How are your ice rescue and dry suits looking? Unfortunately, dry rot is a fact of life when it comes to wet suits, dry suits, and ice rescue suits. Now is the time to check and double check the condition of these suits. Do these suits still fit your crews like they did last winter? I’m guessing you don’t want to get caught out on an ice rescue call with an ill-fitting suit. That’s a quick way to turn one emergency into two emergencies in a hurry.
As we’re also about to get darker sooner with the time change, is your scene lighting in good shape? How about those chimney fire calls? If we can access the roof safely, we will often use Purple K bombs (Zip Lock baggies filled with Purple K powder) that go down the stove pipe (ONLY AFTER MAKING SURE THE STOVE DOOR IS CLOSED). This requires the use of various ground ladders. When was the last time you thoroughly checked and serviced your compliment of ground ladders? Do ladder hooks swing and lock as they’re supposed to? Dawgs work properly? Halyards in good shape? Do not overlook the flies and rails when doing your ladder checks. Remember all that candy that gets thrown from the rig during parades? While teaching at a great department “down south” a few months back, we had to take two ground ladders out of service because they had melted and rehardened caramel, taffy, and tootsie rolls that found their way into the tracks/rails of the ladders, rendering them inoperable. It was an embarrassing moment for that department, however, we caught it during training, AND I’ve found similar ladder issues at other departments. Add snow and ice to candy, and it makes for a miserable laddering experience. It doesn’t have to be candy; crap happens, and it finds its way into places on your rigs that you don’t want it to be.
Also remember to make certain that the heating and defrosting systems in your apparatus work. It is equally as important to make sure that we have a warm place for firefighter rehab from the winter cold as it is for the air conditioning to provide a place to cool off/rehab in the hot summer months. You might be surprised just how many rig heaters don’t work properly.

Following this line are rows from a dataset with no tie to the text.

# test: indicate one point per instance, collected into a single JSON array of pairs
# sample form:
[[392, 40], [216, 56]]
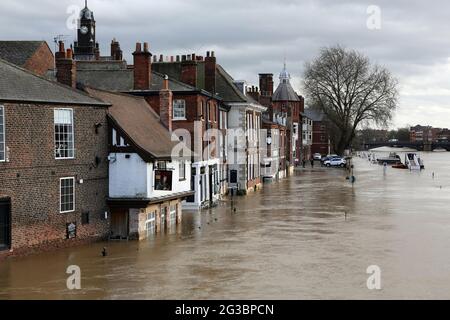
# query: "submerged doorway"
[[119, 224], [5, 224]]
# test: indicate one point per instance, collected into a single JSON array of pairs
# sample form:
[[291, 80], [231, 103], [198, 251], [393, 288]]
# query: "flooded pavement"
[[311, 236]]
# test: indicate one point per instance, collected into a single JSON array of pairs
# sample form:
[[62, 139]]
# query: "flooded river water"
[[311, 236]]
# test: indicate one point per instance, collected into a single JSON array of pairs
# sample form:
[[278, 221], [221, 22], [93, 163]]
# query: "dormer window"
[[64, 135], [179, 110]]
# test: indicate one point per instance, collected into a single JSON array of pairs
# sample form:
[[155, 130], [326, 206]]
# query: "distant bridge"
[[419, 146]]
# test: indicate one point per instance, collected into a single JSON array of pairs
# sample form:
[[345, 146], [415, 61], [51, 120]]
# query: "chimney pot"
[[138, 47], [166, 104], [69, 54]]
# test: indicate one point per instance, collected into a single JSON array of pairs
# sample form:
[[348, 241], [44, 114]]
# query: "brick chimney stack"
[[210, 72], [142, 67], [166, 104], [266, 84], [116, 52], [66, 70], [189, 71]]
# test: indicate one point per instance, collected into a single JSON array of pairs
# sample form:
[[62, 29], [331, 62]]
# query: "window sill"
[[67, 211]]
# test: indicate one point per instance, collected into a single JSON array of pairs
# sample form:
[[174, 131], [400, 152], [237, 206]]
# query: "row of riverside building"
[[87, 141]]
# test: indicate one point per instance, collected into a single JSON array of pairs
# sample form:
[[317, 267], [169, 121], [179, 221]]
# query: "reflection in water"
[[309, 236]]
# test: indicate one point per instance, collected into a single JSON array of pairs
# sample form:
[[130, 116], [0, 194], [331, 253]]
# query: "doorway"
[[119, 224], [5, 224]]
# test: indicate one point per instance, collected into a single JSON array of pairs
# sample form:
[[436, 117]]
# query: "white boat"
[[413, 161]]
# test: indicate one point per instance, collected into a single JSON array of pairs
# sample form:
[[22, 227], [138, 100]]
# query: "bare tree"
[[350, 91]]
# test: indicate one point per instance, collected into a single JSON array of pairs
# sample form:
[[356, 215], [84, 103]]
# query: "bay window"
[[64, 135], [179, 110]]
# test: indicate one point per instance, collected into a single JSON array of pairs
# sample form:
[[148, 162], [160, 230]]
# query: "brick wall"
[[193, 112], [31, 177], [319, 145]]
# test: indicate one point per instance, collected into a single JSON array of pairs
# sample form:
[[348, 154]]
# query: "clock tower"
[[85, 47]]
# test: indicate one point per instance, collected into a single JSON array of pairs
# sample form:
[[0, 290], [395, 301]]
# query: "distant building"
[[35, 56], [286, 103], [443, 135], [320, 135], [307, 137], [274, 158], [420, 133], [53, 163]]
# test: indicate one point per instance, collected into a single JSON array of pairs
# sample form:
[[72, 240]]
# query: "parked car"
[[335, 162], [328, 157], [317, 156]]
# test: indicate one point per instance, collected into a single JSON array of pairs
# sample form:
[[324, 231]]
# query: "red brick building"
[[320, 134], [285, 108], [35, 56], [53, 163]]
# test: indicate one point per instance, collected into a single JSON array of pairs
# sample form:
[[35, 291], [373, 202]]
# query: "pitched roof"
[[285, 92], [19, 52], [17, 84], [314, 115], [227, 90], [115, 76], [139, 121]]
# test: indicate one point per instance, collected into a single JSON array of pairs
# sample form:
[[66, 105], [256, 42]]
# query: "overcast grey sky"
[[253, 36]]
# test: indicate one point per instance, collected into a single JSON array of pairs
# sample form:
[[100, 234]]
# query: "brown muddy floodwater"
[[288, 241]]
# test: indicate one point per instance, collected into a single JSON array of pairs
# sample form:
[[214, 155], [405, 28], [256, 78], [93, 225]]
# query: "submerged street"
[[310, 236]]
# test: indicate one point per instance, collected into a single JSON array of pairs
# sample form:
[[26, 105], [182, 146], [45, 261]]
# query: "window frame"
[[73, 134], [151, 220], [3, 132], [60, 194], [182, 164], [173, 110]]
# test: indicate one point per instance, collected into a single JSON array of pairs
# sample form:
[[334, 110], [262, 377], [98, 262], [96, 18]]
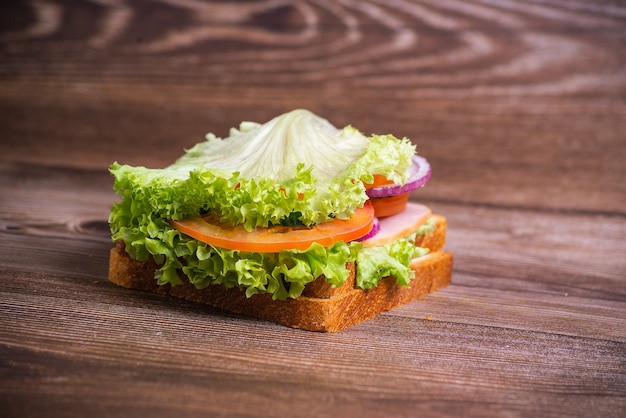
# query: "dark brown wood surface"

Don’t over look yourself or take yourself for granted when it comes to prepping for winter fire/rescue operations. I don’t know about you, but I am certainly not getting any younger, and my tolerance to frigid winter weather is not getting any better. If we aren’t adequately prepared and outfitted for winter weather response, we do a disservice to ourselves, our crew, and those we’re called to serve. I couldn’t even begin to get into the argument about wool vs. synthetic materials for heat retention and wicking. I do know that times have changed, and there are lots of really great clothing and accessory products available now to help keep us warm and dry while we do what we do. Not all of this new fabric clothing is cost-prohibitive. Do your homework, check them out, and see what works for you.
CARL J. HADDON is a member of the Fire Apparatus & Emergency Equipment editorial advisory board and the director of Five Star Fire Training LLC, which is sponsored, in part, by Volvo North America. He served as assistant chief and fire commissioner for the North Fork (ID) Fire Department and is a career veteran of more than 25 years in the fire and EMS services in southern California. He is a certified Level 2 fire instructor and an ISFSI member and teaches Five Star Auto Extrication and NFPA 610 classes across the country.